Loan Default Rates for College of the Sequoias

Defaulting means failing to repay a federal student loan, which carries serious credit consequences. The federal two-year cohort default rate for College of the Sequoias is shown below.

MetricValue
2-year cohort default rate15.0%
Borrowers in the cohort180

A lower default rate generally signals that graduates earn enough to manage their loan payments.

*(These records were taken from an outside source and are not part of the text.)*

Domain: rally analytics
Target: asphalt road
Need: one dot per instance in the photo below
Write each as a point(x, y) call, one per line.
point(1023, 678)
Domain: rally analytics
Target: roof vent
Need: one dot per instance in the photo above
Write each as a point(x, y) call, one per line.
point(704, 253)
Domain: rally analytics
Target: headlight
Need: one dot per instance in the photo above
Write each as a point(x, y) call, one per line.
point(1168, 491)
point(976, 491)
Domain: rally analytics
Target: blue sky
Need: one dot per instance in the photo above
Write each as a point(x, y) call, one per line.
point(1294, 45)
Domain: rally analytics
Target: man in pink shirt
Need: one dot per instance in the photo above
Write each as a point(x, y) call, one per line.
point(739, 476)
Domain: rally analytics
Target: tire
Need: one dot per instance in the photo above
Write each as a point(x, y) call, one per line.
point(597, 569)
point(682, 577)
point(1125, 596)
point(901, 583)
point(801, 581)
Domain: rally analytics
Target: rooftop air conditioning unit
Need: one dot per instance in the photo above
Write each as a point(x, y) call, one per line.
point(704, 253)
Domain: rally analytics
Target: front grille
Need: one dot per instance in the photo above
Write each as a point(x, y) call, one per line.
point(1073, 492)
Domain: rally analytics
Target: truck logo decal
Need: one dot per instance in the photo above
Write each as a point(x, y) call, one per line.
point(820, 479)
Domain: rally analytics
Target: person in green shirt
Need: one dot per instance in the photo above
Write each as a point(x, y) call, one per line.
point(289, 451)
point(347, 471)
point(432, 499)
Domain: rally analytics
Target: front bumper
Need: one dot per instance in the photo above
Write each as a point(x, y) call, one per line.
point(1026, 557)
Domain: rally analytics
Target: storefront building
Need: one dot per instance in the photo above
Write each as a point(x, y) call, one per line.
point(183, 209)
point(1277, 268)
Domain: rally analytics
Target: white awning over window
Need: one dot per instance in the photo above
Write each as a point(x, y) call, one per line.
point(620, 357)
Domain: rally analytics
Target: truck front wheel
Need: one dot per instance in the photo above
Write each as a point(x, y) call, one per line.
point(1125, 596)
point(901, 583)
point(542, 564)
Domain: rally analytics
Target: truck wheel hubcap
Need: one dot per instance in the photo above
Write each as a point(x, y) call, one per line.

Who Borrows the Most at College of the Sequoias

Borrowing varies by family income, by first-generation status, and by dependency status.

Borrowing by Income Tier

Income tierMedian federal debt
Low income$4,500
Middle income$4,750
High income$4,000

By First-Generation Status

CohortMedian federal debt
First-generation students$4,500
Continuing-generation students$4,500

By Dependency Status

CohortMedian federal debt
Dependent students$3,500
Independent students$4,861

Borrowing Gaps Between Student Groups at College of the Sequoias

These pre-calculated indicators summarize the borrowing gaps between cohorts at College of the Sequoias.

What to Know Before You Borrow

Subsidized vs. Unsubsidized Loans

With an unsubsidized loan, interest starts adding up the day the loan is disbursed, including during school. Subsidized loans, by contrast, do not accrue interest while you are enrolled at least half-time, which makes them the less expensive option when you qualify.

Important to Remember

Declaring bankruptcy does not erase federal student loan debt. If you stop paying, the federal government can garnish a portion of your wages until the loans are repaid.

External Resources

References

More about our data sources and methodologies.